É somente um brinquedinho inofensivo...
A argentina Samanta Schweblin, no romance Kentukis (Literatura Random House, 224
páginas, disponível em e-book), recém-publicado no mundo hispânico, traz para a
literatura uma temática parecida com a abordada na maioria dos episódios de “Black
Mirror”: a exposição da privacidade por meio de aparelhos de alta tecnologia. Assim
como na série, não estamos diante de histórias de ficção científica, mas sim de
terror, provocado não pelas máquinas, mas por quem as controla.
Os kentukis são bichinhos de pelúcia com câmeras
e microfones acoplados e que, como os tamagotchis,
brinquedinhos virtuais famosos nos anos 90 (relançados recentemente, mas sem
grande repercussão), servem como mascotes dos seus “amos”, em lugar dos bichos
de estimação. Coelhinhos, toupeiras, dragões, corujas e outros animaizinhos, acompanham
seus donos pela casa e respondem a algumas ordens, mas sem poder se comunicar. Quem
controla os movimentos é um desconhecido usuário de outra parte do mundo com um
tablet, através do qual vê e ouve tudo o que acontece na casa onde está o
mascote. Há quem escolha “ser” um kentuki
e há quem deseja ter um.
O romance é composto por diferentes histórias paralelas, que
vão se desenvolvendo de forma intercalada ao longo do livro. Não há, portanto,
um protagonista apenas, assim como os ambientes são muitos: uma casa de um casal
peruano, um apartamento na Alemanha, um lugarejo na fronteira do Brasil com a
Venezuela onde há mais cabras que pessoas, etc.
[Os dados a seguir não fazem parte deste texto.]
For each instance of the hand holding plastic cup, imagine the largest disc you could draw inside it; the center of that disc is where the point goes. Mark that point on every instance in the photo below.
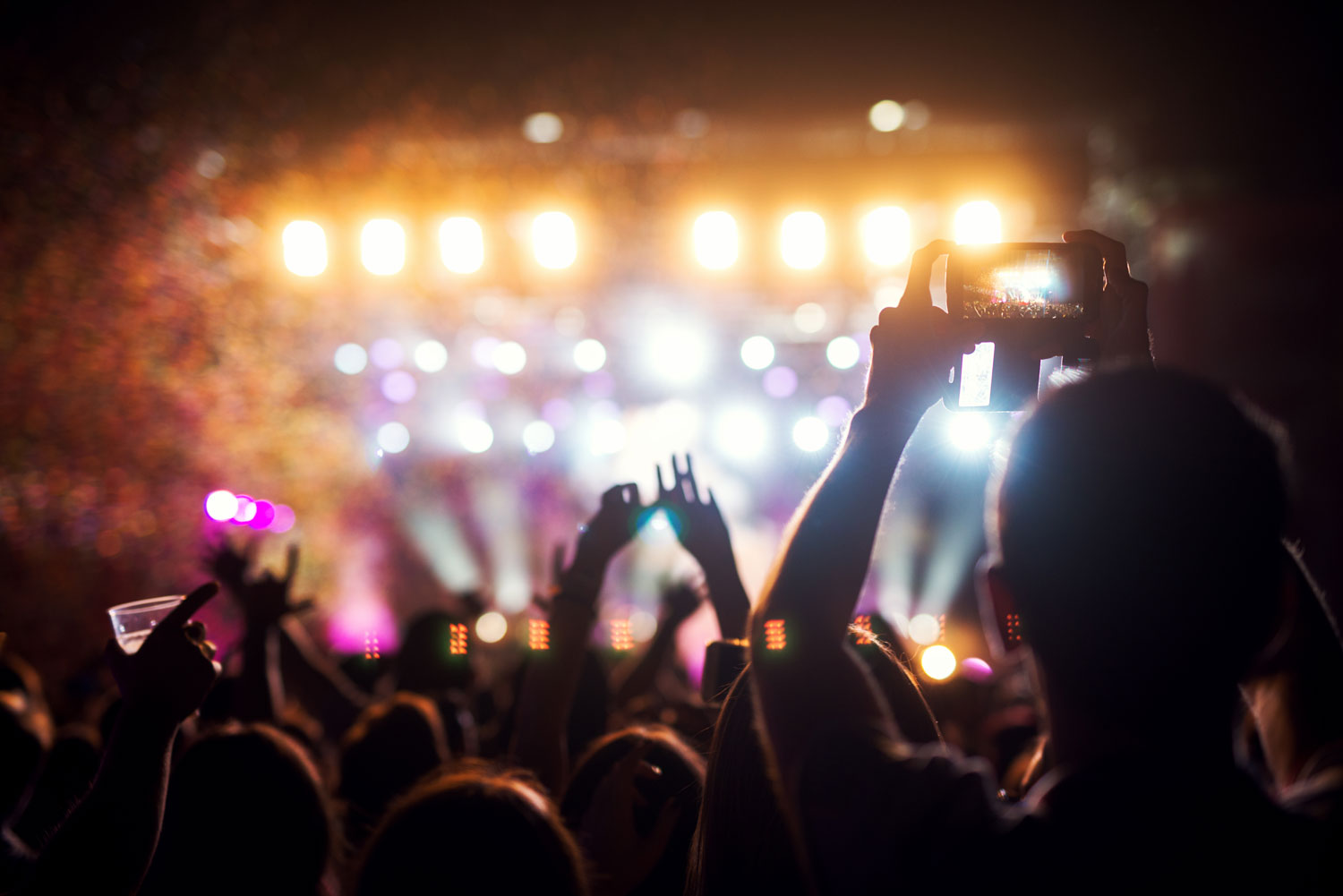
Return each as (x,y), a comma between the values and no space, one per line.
(132,622)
Os personagens são envolvidos nesse jogo virtual que tanto pode
ser inofensivo como pode ser perigoso. No primeiro capítulo, por exemplo, que
serve como uma espécie de prefácio, garotas expõem seus corpos ao animalzinho
controlado por um sujeito com más intenções. Essas personagens não retornam no decorrer
da narrativa. O capítulo, portanto, serve para dar o tom do que podemos esperar
daqui por diante.
Vamos acompanhar então o pai que não imagina que seu filho
possa estar sendo vigiado por um pedófilo. Ou a mulher que controla um kentuki com seu tablet observando sua
ama ser roubada por um namorado e não sabe como alertá-la. Por outro lado, um kentuki pode ajudar seu dono a
lembrar-se da hora da remédio e outro pode proporcionar que seu amo conheça lugares
diferentes ou faça com que um solitário se sinta menos só. Tudo depende,
portanto, de quem está do outro lado. E nunca se sabe quem pode estar lá.
Autora do livro de contos Pájaros en la boca e Sietecasas vacías, já resenhados aqui no blog, e do premiadíssimo romance Distancia de rescate, Samanta Schweblin vem
se consolidando como um dos grandes nomes da literatura da Argentina, país que
já nos deu Borges e Cortázar, entre tantos outros.